How to Quickly Diagnose and Fix CPU & JVM Memory Hotspots in Java Apps

CPU Performance Optimization

CPU (Central Processing Unit) is the core execution unit of a computer system. When CPU usage stays high, the system behaves like an overloaded brain, leading to reduced efficiency or crashes. Production systems should keep total CPU usage below 70%.

High user‑mode CPU usage often indicates problems in the application code. The typical investigation flow is: top – find the process ID that consumes the most CPU. top -Hp <pid> – locate the thread ID with the highest CPU consumption. printf "%x\n" <tid> – convert the thread ID to its hexadecimal representation. jstack <pid> | grep <hex_tid> -A 10 – retrieve the stack trace of the hot thread.

This manual approach is complex and often requires multiple jstack runs; it also cannot record historical snapshots.

Modern APM products (e.g., Alibaba Cloud ARMS) provide continuous thread‑level CPU profiling, allowing you to view flame graphs for any time period and instantly identify hot methods such as CPUPressure.runBusiness() with 99.7% CPU consumption. They also support differential flame graphs and AI‑driven diagnostics to compare CPU usage across releases.

JVM Memory Performance Optimization

Memory is a critical system component that determines program speed and multitasking capability. In the JVM, memory is divided into heap, stack, and method area.
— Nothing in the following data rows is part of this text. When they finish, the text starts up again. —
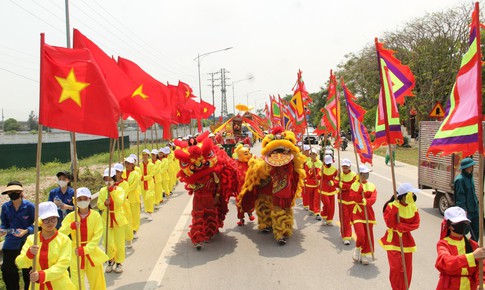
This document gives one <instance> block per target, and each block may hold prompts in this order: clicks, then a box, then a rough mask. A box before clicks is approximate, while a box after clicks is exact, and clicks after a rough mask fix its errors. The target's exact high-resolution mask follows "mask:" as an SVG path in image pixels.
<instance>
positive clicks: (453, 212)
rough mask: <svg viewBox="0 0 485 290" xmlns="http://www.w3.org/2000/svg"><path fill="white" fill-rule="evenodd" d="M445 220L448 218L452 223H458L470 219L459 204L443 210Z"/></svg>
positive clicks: (447, 219)
mask: <svg viewBox="0 0 485 290" xmlns="http://www.w3.org/2000/svg"><path fill="white" fill-rule="evenodd" d="M445 220H449V221H451V222H452V223H459V222H462V221H470V220H469V219H467V217H466V212H465V210H464V209H462V208H461V207H459V206H452V207H449V208H448V209H446V210H445Z"/></svg>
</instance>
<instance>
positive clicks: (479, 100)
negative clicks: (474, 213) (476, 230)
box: [475, 1, 483, 290]
mask: <svg viewBox="0 0 485 290" xmlns="http://www.w3.org/2000/svg"><path fill="white" fill-rule="evenodd" d="M475 13H476V15H475V27H476V29H477V33H476V36H475V37H476V38H475V39H476V43H477V54H478V60H477V84H476V85H477V104H478V106H477V108H478V117H477V119H478V120H477V123H478V124H477V125H478V173H479V175H478V176H479V181H478V204H479V205H480V207H479V208H480V210H479V211H478V212H479V218H478V227H479V231H478V233H479V240H478V244H479V246H480V248H482V247H483V179H482V178H483V125H482V119H483V113H482V51H481V39H480V35H481V33H480V30H481V29H480V25H481V24H480V7H479V2H478V1H477V2H475ZM478 265H479V266H478V270H479V272H478V274H479V275H478V278H479V280H478V285H479V288H480V290H483V259H479V260H478Z"/></svg>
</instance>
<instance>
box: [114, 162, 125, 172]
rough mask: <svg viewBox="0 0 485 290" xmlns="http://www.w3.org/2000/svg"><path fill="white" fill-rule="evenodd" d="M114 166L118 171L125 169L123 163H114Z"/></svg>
mask: <svg viewBox="0 0 485 290" xmlns="http://www.w3.org/2000/svg"><path fill="white" fill-rule="evenodd" d="M113 168H114V169H115V170H116V171H120V172H123V169H125V168H124V167H123V165H122V164H121V163H116V164H115V165H113Z"/></svg>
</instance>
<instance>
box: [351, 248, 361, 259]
mask: <svg viewBox="0 0 485 290" xmlns="http://www.w3.org/2000/svg"><path fill="white" fill-rule="evenodd" d="M352 260H354V262H359V261H360V248H355V249H354V254H353V255H352Z"/></svg>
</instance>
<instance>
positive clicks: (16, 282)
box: [0, 181, 35, 290]
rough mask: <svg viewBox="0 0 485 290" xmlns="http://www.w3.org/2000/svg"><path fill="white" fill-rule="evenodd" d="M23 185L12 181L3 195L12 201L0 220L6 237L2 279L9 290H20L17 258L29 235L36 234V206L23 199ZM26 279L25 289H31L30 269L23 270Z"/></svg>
mask: <svg viewBox="0 0 485 290" xmlns="http://www.w3.org/2000/svg"><path fill="white" fill-rule="evenodd" d="M23 191H24V189H23V188H22V184H21V183H20V182H18V181H11V182H9V183H8V184H7V188H6V189H5V190H4V191H3V192H2V195H5V194H8V197H9V198H10V201H8V202H6V203H4V204H3V205H2V213H1V215H0V219H1V221H2V224H1V225H0V236H5V235H6V236H5V242H4V243H3V248H2V251H3V264H2V277H3V281H4V282H5V285H6V287H7V290H14V289H15V290H18V289H20V288H19V287H20V286H19V282H20V278H19V270H18V268H17V265H15V258H17V256H18V255H20V252H21V250H22V246H23V245H24V243H25V240H26V239H27V236H28V235H29V234H33V233H34V226H33V224H34V219H35V206H34V204H32V203H31V202H30V201H28V200H24V199H23V198H22V192H23ZM22 276H23V278H24V285H25V286H24V289H25V290H27V289H29V285H30V275H29V269H22Z"/></svg>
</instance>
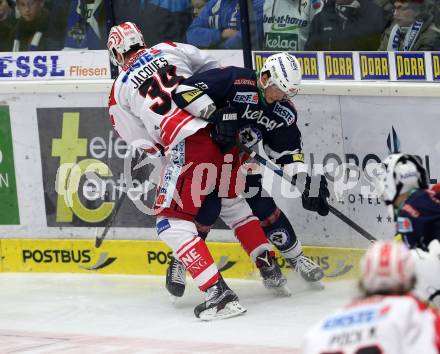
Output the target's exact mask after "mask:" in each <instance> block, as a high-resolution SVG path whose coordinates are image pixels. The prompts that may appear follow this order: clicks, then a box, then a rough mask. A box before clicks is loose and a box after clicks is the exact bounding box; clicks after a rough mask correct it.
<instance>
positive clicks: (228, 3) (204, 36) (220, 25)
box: [186, 0, 242, 49]
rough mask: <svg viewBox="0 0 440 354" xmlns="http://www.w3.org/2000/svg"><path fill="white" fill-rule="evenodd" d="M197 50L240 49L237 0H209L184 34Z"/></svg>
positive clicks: (237, 7) (186, 37)
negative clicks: (209, 48) (220, 48)
mask: <svg viewBox="0 0 440 354" xmlns="http://www.w3.org/2000/svg"><path fill="white" fill-rule="evenodd" d="M186 40H187V43H189V44H192V45H194V46H196V47H198V48H223V49H235V48H241V47H242V44H241V32H240V9H239V5H238V0H209V1H208V3H207V4H206V6H205V7H204V8H203V10H202V12H201V13H200V15H199V16H198V17H196V18H195V19H194V21H193V22H192V24H191V26H190V27H189V29H188V31H187V33H186Z"/></svg>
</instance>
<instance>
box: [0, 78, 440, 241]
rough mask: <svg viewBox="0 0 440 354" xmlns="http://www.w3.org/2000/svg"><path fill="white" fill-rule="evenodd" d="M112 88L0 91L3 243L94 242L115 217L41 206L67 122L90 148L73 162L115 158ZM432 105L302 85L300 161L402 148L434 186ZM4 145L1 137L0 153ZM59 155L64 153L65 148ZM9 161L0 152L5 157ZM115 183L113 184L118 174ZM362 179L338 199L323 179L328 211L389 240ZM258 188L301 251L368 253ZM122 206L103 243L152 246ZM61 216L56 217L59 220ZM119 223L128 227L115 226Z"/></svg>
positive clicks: (150, 221) (344, 82) (48, 83)
mask: <svg viewBox="0 0 440 354" xmlns="http://www.w3.org/2000/svg"><path fill="white" fill-rule="evenodd" d="M110 87H111V80H92V81H87V82H85V81H82V82H80V81H56V80H55V81H39V82H9V83H7V82H0V106H2V107H6V108H7V109H8V112H9V114H10V132H11V136H12V142H13V161H14V165H15V170H12V169H11V170H10V171H8V172H9V180H8V181H9V182H10V183H9V186H10V187H11V186H12V182H11V181H12V175H14V174H15V178H16V194H17V200H18V209H19V210H18V212H19V221H18V222H15V223H14V221H15V220H13V221H11V218H9V220H6V221H2V218H1V214H2V213H1V212H2V211H4V210H6V213H3V214H6V216H9V215H11V212H10V209H12V208H10V209H8V206H7V205H8V204H7V203H4V199H2V198H3V197H4V196H5V195H6V194H7V193H6V194H2V185H3V188H4V183H5V181H6V179H5V176H4V174H3V171H2V167H3V166H4V163H3V164H2V163H1V162H0V239H27V238H30V239H58V240H61V239H83V240H91V239H93V238H94V237H95V235H96V234H97V233H100V232H102V228H103V226H104V225H105V222H106V221H108V218H109V215H111V212H112V210H114V207H115V201H114V199H112V200H111V201H110V202H108V203H107V206H106V209H105V213H104V212H103V213H102V214H103V215H101V214H100V215H97V214H98V212H96V211H94V210H92V209H88V210H86V213H85V214H87V215H85V216H84V214H82V215H79V213H78V212H77V210H76V209H72V210H71V211H70V210H67V209H66V208H64V209H65V210H64V212H65V213H64V214H66V213H70V214H75V216H76V217H77V219H76V221H78V219H81V218H82V219H81V220H79V221H80V223H82V224H81V225H78V223H75V222H72V221H71V220H66V219H62V220H59V219H56V220H55V221H54V219H55V216H54V215H55V214H56V212H58V211H59V210H60V209H61V208H62V204H61V203H60V199H57V198H56V197H54V198H53V199H52V205H51V204H50V203H47V199H48V198H47V196H48V194H50V193H52V194H54V189H55V182H53V183H52V182H51V180H50V178H52V179H54V178H55V177H54V176H55V173H52V172H50V173H49V172H48V171H51V169H52V170H54V171H55V167H58V166H59V165H60V157H59V156H61V155H60V154H59V152H56V151H55V150H53V149H54V146H55V142H57V141H58V140H60V138H62V129H61V127H62V122H64V121H68V120H69V119H71V118H75V119H77V122H78V126H79V129H78V130H77V131H75V134H74V133H73V130H72V129H71V130H69V129H66V131H68V132H71V134H72V135H75V139H79V140H80V141H84V140H87V143H86V144H87V146H86V148H85V153H84V154H78V156H77V158H76V160H75V163H78V164H79V163H82V162H84V161H85V160H90V159H93V160H94V161H98V162H99V163H101V165H100V166H104V165H105V166H107V167H109V166H110V167H111V165H110V164H109V161H110V162H111V158H113V157H114V156H115V155H116V151H117V150H118V149H117V147H118V146H119V144H116V143H115V139H114V137H113V135H112V134H115V135H116V133H114V131H113V130H112V128H111V124H110V122H109V119H108V112H107V108H106V107H107V103H108V94H109V91H110ZM439 97H440V85H439V84H438V83H426V82H425V83H401V82H399V83H396V82H368V83H364V82H312V81H307V82H304V85H302V88H301V92H300V94H299V95H298V96H297V97H295V99H294V102H295V106H296V108H297V110H298V116H299V118H298V122H297V124H298V126H299V128H300V130H301V132H302V136H303V139H302V140H303V143H304V153H305V161H306V162H307V163H310V162H314V163H315V165H314V168H315V167H316V165H318V166H319V165H320V166H324V167H326V166H329V165H331V164H333V163H335V162H336V163H347V162H349V163H354V164H355V165H357V166H360V167H361V168H365V167H368V166H370V165H371V163H375V162H376V161H380V160H382V159H383V158H384V157H385V156H387V155H388V154H389V153H390V148H394V147H396V146H400V148H401V149H402V151H404V152H408V153H413V154H417V155H419V156H420V157H421V158H422V160H423V163H424V165H425V166H427V167H428V166H429V174H430V179H431V180H432V181H435V182H432V183H437V182H440V143H439V139H438V129H437V127H438V125H439V123H438V107H439V99H438V98H439ZM96 112H98V113H99V115H98V114H96ZM0 125H1V124H0ZM7 129H8V128H7ZM7 129H6V130H7ZM112 137H113V138H112ZM97 139H98V140H97ZM1 143H2V139H1V137H0V150H1ZM64 148H65V149H68V147H66V145H64ZM6 155H7V154H6V152H5V151H3V156H6ZM109 155H112V156H113V157H112V156H109ZM339 166H341V165H338V167H339ZM110 167H109V168H110ZM115 172H116V171H115ZM353 172H355V171H353ZM355 174H356V173H355ZM47 175H50V176H49V177H50V178H48V177H47ZM114 176H115V180H116V178H117V177H118V176H119V175H116V174H114ZM360 176H361V177H360V179H359V182H360V183H358V184H356V186H354V187H353V188H352V189H350V190H346V191H343V193H342V196H341V197H340V199H338V198H339V197H337V195H336V191H337V187H341V188H344V187H345V185H344V184H342V185H341V184H339V186H337V185H336V184H335V183H333V182H332V181H331V180H329V189H330V192H331V204H332V205H333V206H335V207H336V208H337V209H339V210H340V211H341V212H342V213H344V214H345V215H347V216H348V217H349V218H350V219H351V220H353V221H354V222H356V223H358V224H359V225H360V226H361V227H363V228H364V229H365V230H367V231H368V232H369V233H371V234H372V235H374V236H375V237H376V238H378V239H390V238H391V237H392V235H393V234H394V223H393V221H392V219H391V218H390V217H389V216H388V214H387V209H386V207H385V206H384V205H383V203H380V201H379V200H378V199H377V198H376V197H375V196H373V195H370V194H368V188H367V189H366V190H367V192H366V193H367V194H362V195H361V193H364V192H363V191H362V188H363V187H368V186H369V184H368V181H366V179H365V178H364V175H363V174H360ZM266 177H268V178H266ZM118 179H119V178H118ZM264 183H265V185H270V186H272V187H273V188H272V193H271V195H273V196H274V198H275V200H276V202H277V204H278V206H279V207H280V208H281V209H282V210H283V211H284V212H285V214H286V215H287V217H288V218H289V219H290V221H291V222H292V224H293V226H294V229H295V232H296V234H297V236H298V238H299V239H300V240H301V242H302V244H303V245H313V246H321V247H352V248H366V247H367V246H368V245H369V241H368V240H366V239H364V238H363V237H362V236H361V235H359V234H358V233H357V232H356V231H354V230H353V229H352V228H350V227H348V226H347V225H346V224H344V223H343V222H341V220H339V219H338V218H336V217H335V216H333V215H331V214H330V215H329V216H327V217H325V218H324V217H320V216H318V214H317V213H312V212H308V211H305V210H304V209H303V208H302V206H301V201H300V198H297V199H289V198H287V197H286V193H285V190H283V187H284V186H285V183H284V186H283V184H282V183H281V182H280V181H279V180H277V177H274V178H272V180H271V178H270V175H268V176H265V179H264ZM49 197H51V196H50V195H49ZM6 200H7V199H6ZM127 202H128V200H126V202H125V205H124V206H123V207H122V208H121V209H120V211H119V213H118V216H117V218H116V220H115V222H114V223H113V226H112V228H111V229H110V232H109V235H108V239H112V240H154V239H155V238H156V237H157V235H156V230H155V228H154V219H153V218H152V217H150V224H149V225H143V224H142V225H141V224H140V223H139V222H138V223H137V224H136V222H137V221H138V220H144V218H145V215H143V214H141V212H138V213H137V214H136V212H137V210H125V209H126V207H127V204H128V203H127ZM102 204H104V203H102ZM102 204H101V205H102ZM60 205H61V207H60ZM50 209H52V210H50ZM127 209H128V208H127ZM132 209H134V208H132ZM64 214H63V213H60V215H61V216H62V217H64ZM57 215H58V214H57ZM130 215H131V216H132V217H131V219H130V218H128V216H130ZM17 219H18V218H17ZM119 219H120V220H124V221H125V223H118V221H119ZM97 226H98V227H97ZM209 239H210V240H211V241H215V242H234V241H235V239H234V237H233V234H232V232H230V231H228V230H219V231H218V230H214V232H212V233H210V236H209Z"/></svg>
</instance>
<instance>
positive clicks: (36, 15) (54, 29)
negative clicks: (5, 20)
mask: <svg viewBox="0 0 440 354" xmlns="http://www.w3.org/2000/svg"><path fill="white" fill-rule="evenodd" d="M16 6H17V10H18V12H19V14H20V17H19V19H18V21H17V23H16V25H15V27H14V29H13V31H12V33H13V38H14V43H13V48H12V50H13V51H14V52H15V51H29V50H31V51H32V50H59V49H61V48H62V45H61V43H62V36H63V33H64V28H58V27H57V24H58V16H57V14H53V13H50V11H49V10H48V9H47V8H45V6H44V0H17V1H16Z"/></svg>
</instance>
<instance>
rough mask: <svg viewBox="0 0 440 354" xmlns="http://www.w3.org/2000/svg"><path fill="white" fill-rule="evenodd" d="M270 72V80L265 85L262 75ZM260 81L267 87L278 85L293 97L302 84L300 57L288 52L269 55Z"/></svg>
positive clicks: (263, 87) (280, 88) (285, 92)
mask: <svg viewBox="0 0 440 354" xmlns="http://www.w3.org/2000/svg"><path fill="white" fill-rule="evenodd" d="M264 73H268V74H269V80H267V82H266V84H265V85H263V84H262V82H261V76H262V75H263V74H264ZM260 83H261V85H262V87H263V89H265V88H266V87H268V86H270V85H275V86H277V87H278V88H279V89H280V90H281V91H283V92H284V93H285V94H286V95H287V97H289V98H293V97H294V96H295V95H296V94H297V93H298V90H299V85H300V84H301V67H300V65H299V62H298V59H296V57H294V56H293V55H291V54H288V53H285V52H283V53H277V54H273V55H271V56H270V57H268V58H267V59H266V61H265V63H264V65H263V67H262V68H261V71H260Z"/></svg>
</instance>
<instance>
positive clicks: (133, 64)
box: [122, 56, 168, 89]
mask: <svg viewBox="0 0 440 354" xmlns="http://www.w3.org/2000/svg"><path fill="white" fill-rule="evenodd" d="M139 59H140V60H139V61H138V62H136V63H134V64H133V65H132V66H131V68H130V70H129V71H128V72H127V73H126V74H125V76H124V78H123V79H122V82H126V81H127V80H128V79H130V81H131V82H132V83H133V84H134V85H135V86H134V87H133V88H134V89H138V88H139V87H140V86H141V85H142V84H143V83H144V82H145V81H146V80H147V79H149V78H150V77H152V76H153V75H154V73H155V72H156V71H157V70H159V69H160V68H162V67H164V66H167V65H168V61H167V60H166V59H165V58H162V57H160V58H155V59H152V60H151V59H150V60H149V61H148V64H146V65H144V66H141V65H142V64H143V63H145V60H141V59H148V58H145V57H144V56H142V57H140V58H139ZM142 61H143V62H142ZM132 73H133V76H132V77H130V76H131V74H132Z"/></svg>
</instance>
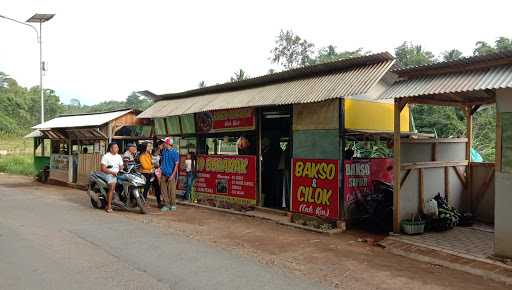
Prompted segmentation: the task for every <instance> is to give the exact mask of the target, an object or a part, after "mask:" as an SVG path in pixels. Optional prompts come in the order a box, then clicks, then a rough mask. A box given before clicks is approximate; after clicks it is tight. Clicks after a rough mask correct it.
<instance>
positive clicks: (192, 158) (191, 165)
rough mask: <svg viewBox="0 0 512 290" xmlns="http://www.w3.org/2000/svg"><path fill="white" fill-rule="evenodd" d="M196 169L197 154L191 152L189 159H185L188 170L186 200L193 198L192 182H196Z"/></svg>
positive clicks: (186, 186)
mask: <svg viewBox="0 0 512 290" xmlns="http://www.w3.org/2000/svg"><path fill="white" fill-rule="evenodd" d="M195 169H196V162H195V154H194V153H193V152H192V153H189V154H187V159H185V171H186V172H187V183H186V191H185V200H192V199H191V194H192V183H193V182H194V176H195Z"/></svg>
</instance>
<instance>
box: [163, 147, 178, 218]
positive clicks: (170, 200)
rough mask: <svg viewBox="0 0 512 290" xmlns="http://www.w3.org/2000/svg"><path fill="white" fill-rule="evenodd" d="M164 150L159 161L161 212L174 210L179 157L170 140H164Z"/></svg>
mask: <svg viewBox="0 0 512 290" xmlns="http://www.w3.org/2000/svg"><path fill="white" fill-rule="evenodd" d="M164 144H165V145H164V146H165V147H164V150H163V151H162V159H161V161H160V169H161V171H162V177H161V178H160V190H161V195H162V198H163V201H164V206H163V207H162V208H161V209H160V210H161V211H175V210H176V180H177V178H178V166H179V163H180V156H179V154H178V151H177V150H176V149H175V148H174V146H173V141H172V139H171V138H169V137H167V138H165V140H164Z"/></svg>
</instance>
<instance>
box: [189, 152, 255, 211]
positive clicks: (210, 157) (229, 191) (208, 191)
mask: <svg viewBox="0 0 512 290" xmlns="http://www.w3.org/2000/svg"><path fill="white" fill-rule="evenodd" d="M194 190H195V191H196V192H198V193H200V194H206V195H208V196H211V197H214V198H217V199H222V200H226V201H230V202H234V203H239V204H244V205H255V204H256V156H245V155H239V156H225V155H198V156H197V177H196V179H195V182H194Z"/></svg>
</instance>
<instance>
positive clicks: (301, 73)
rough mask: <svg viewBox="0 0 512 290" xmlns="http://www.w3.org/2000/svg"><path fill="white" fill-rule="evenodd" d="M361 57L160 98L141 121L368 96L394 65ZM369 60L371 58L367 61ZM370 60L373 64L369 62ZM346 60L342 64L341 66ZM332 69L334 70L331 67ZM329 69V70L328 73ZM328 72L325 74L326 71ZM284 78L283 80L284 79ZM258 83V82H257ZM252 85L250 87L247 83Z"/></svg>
mask: <svg viewBox="0 0 512 290" xmlns="http://www.w3.org/2000/svg"><path fill="white" fill-rule="evenodd" d="M377 56H378V57H379V58H376V55H372V56H367V57H361V58H358V59H356V60H357V61H359V62H355V61H353V60H351V61H352V63H349V64H347V65H346V66H344V67H335V66H334V65H335V64H336V63H334V64H325V65H318V66H311V67H310V68H303V69H300V71H293V70H292V71H287V72H282V73H278V74H274V75H275V76H274V75H269V76H265V77H260V78H265V79H264V80H259V81H258V78H256V79H251V80H247V81H241V82H239V83H240V85H239V86H237V84H235V85H233V84H225V85H219V86H217V87H215V86H214V87H211V88H205V89H199V90H194V91H189V92H183V93H178V94H174V95H168V96H167V97H168V99H166V96H165V95H163V96H160V98H159V99H161V100H158V101H157V102H156V103H155V104H154V105H153V106H151V107H150V108H149V109H147V110H146V111H144V112H143V113H141V114H140V115H139V116H138V117H139V118H160V117H167V116H176V115H184V114H190V113H197V112H204V111H213V110H221V109H235V108H246V107H260V106H271V105H286V104H301V103H313V102H321V101H325V100H330V99H335V98H339V97H349V96H360V95H365V94H367V93H368V92H369V91H370V90H371V89H372V88H373V87H374V86H375V85H376V84H377V82H378V81H379V80H380V79H381V78H382V77H383V76H384V74H385V73H386V72H388V70H389V69H390V68H391V67H392V65H393V64H394V59H393V57H392V56H391V55H389V54H379V55H377ZM365 58H367V59H365ZM368 59H371V60H372V62H371V63H368ZM342 62H343V61H340V64H343V63H342ZM331 66H332V67H331ZM327 69H329V70H327ZM322 70H324V71H322ZM280 76H282V77H280ZM256 81H258V82H256ZM246 83H247V84H250V85H252V87H251V86H249V87H247V85H245V84H246Z"/></svg>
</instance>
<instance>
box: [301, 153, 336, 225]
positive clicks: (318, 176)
mask: <svg viewBox="0 0 512 290" xmlns="http://www.w3.org/2000/svg"><path fill="white" fill-rule="evenodd" d="M338 177H339V168H338V160H326V159H302V158H294V159H292V191H291V210H292V211H293V212H296V213H300V214H306V215H311V216H318V217H322V218H327V219H331V220H336V219H338V214H339V178H338Z"/></svg>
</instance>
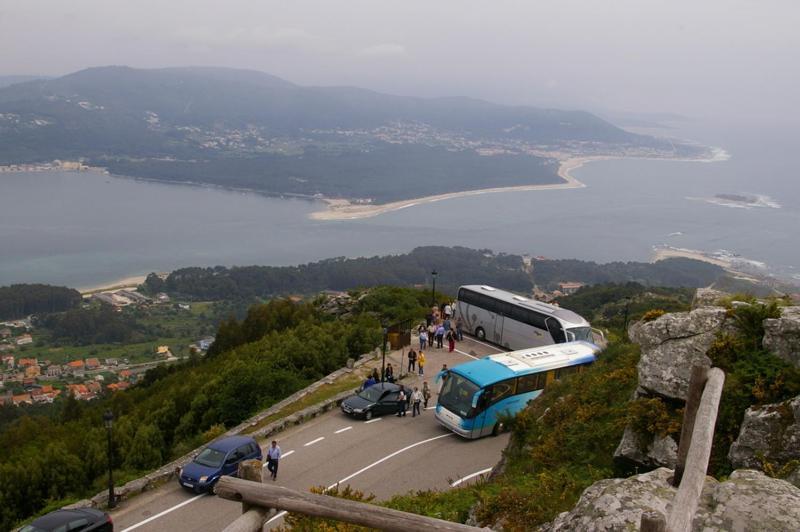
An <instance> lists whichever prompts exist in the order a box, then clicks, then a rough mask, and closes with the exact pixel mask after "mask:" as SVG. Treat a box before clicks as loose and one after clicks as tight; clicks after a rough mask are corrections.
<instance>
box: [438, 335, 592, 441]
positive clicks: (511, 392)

The heap is the most common source of memory hotspots and can trigger OutOfMemoryError.

Typical JVM memory hotspot causes include:

Frequent object creation – many short‑lived objects cause excessive GC cycles.

Large object allocation – big objects are promoted to the old generation, leading to Full GC pauses.

Memory leaks – static collections, unclosed resources, or off‑heap allocations that accumulate over time.

Improper heap size settings – Xms/Xmx too low cause frequent GC; too high waste physical memory.

Too many or large classes – Metaspace overflow results in OOM errors.

To investigate JVM memory hotspots, follow a process similar to CPU analysis:

Monitor JVM metrics and alerts to detect abnormal memory or GC behavior.

Use continuous memory profiling to generate flame graphs of object allocation (e.g., AllocMemoryAction.runBusiness() consuming 99.92% of allocations).

Take memory snapshots; ARMS offers one‑click snapshot creation and analysis, combined with ATP tools for deep object‑reference inspection.

Summary

The article introduces common CPU and JVM memory hotspot causes in Java applications, explains how to detect resource anomalies via monitoring and alerts, and demonstrates method‑level CPU/memory flame‑graph analysis with APM tools to quickly locate and resolve performance issues, ensuring stable operation under high load.